Homme causé par l’homme
« Près de deux ans de conflits, de déplacements répétés et de restrictions graves à l’accès humanitaire, aggravées par des interruptions répétées et des obstacles à l’accès à la nourriture, à l’eau, à une assistance médicale, à un soutien à l’agriculture, au bétail et à la pêche et à l’effondrement de la santé, de l’assainissement et des systèmes de marché, ont poussé les gens à la starvation », indique la déclaration de l’ONU. À plusieurs reprises, ses positions élevées ont accusé Israël pour avoir utilisé la nourriture comme arme à feu. Plus de 2 000 personnes sont décédées par des points de distribution alimentaire, à part 270 morts de la famine, parmi lesquelles 112 enfants sont comptés.

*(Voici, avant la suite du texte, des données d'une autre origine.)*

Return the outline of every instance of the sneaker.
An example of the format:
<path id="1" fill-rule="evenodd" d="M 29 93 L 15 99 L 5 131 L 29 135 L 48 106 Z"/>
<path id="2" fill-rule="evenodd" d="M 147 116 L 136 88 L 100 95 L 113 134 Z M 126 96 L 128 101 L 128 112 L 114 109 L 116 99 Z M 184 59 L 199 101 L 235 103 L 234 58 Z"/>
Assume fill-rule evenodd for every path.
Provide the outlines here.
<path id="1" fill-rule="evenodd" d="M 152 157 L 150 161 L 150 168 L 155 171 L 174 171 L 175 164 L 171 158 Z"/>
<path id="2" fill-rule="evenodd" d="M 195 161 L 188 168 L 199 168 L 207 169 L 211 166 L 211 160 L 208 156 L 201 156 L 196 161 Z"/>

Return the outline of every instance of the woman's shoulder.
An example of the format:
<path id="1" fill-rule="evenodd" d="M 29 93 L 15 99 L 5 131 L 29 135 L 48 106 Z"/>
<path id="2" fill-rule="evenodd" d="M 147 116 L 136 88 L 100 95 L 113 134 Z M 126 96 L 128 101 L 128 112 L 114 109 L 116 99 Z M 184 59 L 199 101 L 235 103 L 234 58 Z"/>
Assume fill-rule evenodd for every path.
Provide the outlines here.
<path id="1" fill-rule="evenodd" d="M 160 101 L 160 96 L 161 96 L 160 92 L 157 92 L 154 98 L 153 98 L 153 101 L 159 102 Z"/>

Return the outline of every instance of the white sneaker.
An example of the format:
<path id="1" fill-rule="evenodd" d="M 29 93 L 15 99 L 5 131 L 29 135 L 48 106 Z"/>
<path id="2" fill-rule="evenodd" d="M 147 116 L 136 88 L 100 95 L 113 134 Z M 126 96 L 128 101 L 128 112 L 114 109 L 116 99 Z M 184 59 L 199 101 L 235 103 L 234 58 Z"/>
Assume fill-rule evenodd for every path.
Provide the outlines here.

Les Palestiniens recherchent leurs marchandises parmi les restes d’un bâtiment détruit par l’armée israélienne dans la ville de Jan Yunis. / Ep
Dans leurs déclarations, les représentants des Nations Unies ont insisté sur le fait qu’il s’agit d’une famine créée par l’homme. « Nous sommes confrontés à une famine qui nous persécutera tous, car il s’agit d’une famine prévisible et évitable, une famine causée par la cruauté, justifiée par la vengeance, capitaine par l’indifférence et soutenue par la complicité », a déclaré le secrétaire adjoint de l’Organisation des Affaires humanitaires, Tom Fletcher. Les attaques israéliennes contre Gaza continuent, au moins 52 Palestiniens morts depuis ce matin, 36 d’entre eux ont péri à Gaza City.
La réponse d’Israël
Israël a rejeté la déclaration des Nations Unies. « Le rapport CIF constitue un mensonge sans vergogne. Israël n’a pas de politique de famine. Le Hamas, « a ajouté le ministère des Affaires étrangères dans un communiqué. » L’ensemble du document CIF est basé sur des mensonges du Hamas blanchi par le biais d’organisations « , a-t-il ajouté.

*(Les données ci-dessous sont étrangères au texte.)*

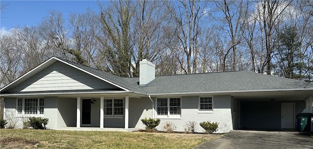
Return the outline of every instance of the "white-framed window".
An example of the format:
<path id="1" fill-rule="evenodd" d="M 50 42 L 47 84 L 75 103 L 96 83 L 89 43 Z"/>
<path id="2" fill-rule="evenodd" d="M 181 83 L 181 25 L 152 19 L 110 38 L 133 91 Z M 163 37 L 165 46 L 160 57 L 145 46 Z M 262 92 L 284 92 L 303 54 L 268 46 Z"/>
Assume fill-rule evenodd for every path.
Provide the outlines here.
<path id="1" fill-rule="evenodd" d="M 104 115 L 123 116 L 124 115 L 124 99 L 104 99 Z"/>
<path id="2" fill-rule="evenodd" d="M 160 118 L 180 117 L 181 112 L 180 97 L 156 98 L 156 115 Z"/>
<path id="3" fill-rule="evenodd" d="M 210 96 L 199 97 L 199 112 L 212 112 L 213 110 L 213 97 Z"/>
<path id="4" fill-rule="evenodd" d="M 45 109 L 44 98 L 18 98 L 16 111 L 18 116 L 43 116 Z"/>

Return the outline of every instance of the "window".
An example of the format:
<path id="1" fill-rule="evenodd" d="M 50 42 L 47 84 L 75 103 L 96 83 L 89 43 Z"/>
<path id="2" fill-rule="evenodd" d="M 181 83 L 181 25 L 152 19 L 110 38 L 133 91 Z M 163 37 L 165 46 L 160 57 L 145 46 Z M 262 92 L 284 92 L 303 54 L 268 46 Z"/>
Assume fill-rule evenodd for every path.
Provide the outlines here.
<path id="1" fill-rule="evenodd" d="M 213 99 L 212 97 L 200 97 L 199 98 L 199 111 L 213 111 Z"/>
<path id="2" fill-rule="evenodd" d="M 45 98 L 28 98 L 17 99 L 18 115 L 42 115 L 45 109 Z"/>
<path id="3" fill-rule="evenodd" d="M 180 116 L 180 98 L 159 98 L 156 100 L 157 116 Z"/>
<path id="4" fill-rule="evenodd" d="M 123 99 L 105 99 L 104 114 L 106 116 L 123 115 Z"/>

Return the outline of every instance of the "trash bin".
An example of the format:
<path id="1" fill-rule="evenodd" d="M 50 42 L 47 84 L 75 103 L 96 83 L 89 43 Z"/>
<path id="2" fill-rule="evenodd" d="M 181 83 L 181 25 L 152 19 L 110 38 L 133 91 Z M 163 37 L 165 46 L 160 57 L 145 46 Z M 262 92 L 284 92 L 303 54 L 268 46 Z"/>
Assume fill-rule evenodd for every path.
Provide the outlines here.
<path id="1" fill-rule="evenodd" d="M 298 131 L 308 132 L 311 127 L 311 118 L 313 114 L 311 113 L 301 113 L 297 115 Z"/>

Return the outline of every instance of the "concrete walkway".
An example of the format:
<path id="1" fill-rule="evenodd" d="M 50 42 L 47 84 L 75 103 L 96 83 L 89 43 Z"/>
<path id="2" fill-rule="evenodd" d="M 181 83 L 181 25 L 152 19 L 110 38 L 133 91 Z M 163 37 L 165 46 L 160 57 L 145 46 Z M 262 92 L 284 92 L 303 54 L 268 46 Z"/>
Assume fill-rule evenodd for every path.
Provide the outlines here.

Le Hamas, quant à lui, a réintégré l’extrémité immédiate de la guerre à Gaza et la levée des restrictions imposées par Israël au flux d’aide vers la bande. Dans un communiqué, ils ont demandé « l’action immédiate de l’ONU et du Conseil de sécurité pour arrêter la guerre et soulever le siège » et que les passages frontaliers vers Gaza s’ouvrent « sans restrictions pour permettre l’entrée urgente et continue de la nourriture, des médicaments, de l’eau et du carburant ».
À son tour, ce vendredi, le ministre israélien de la Défense a annoncé l’approbation des plans de l’armée de « vaincre le Hamas à Gaza », tandis que les troupes se préparent à entrer dans la ville de Gaza dans une nouvelle offensive. « Bientôt, les portes de l’enfer s’ouvriront sur les meurtriers et les violeurs du Hamas à Gaza, jusqu’à ce qu’ils acceptent les conditions d’Israël pour mettre fin à la guerre, principalement la libération de tous les otages et leur désarmement », a proclamé Katz. Il a également déclaré que si le Hamas ne faisait pas Capitule, Ciudad de Gaza « deviendra Rafah et Beit Hanun », deux villes gazaties qui ont été converties en ruines par des attentats israéliens.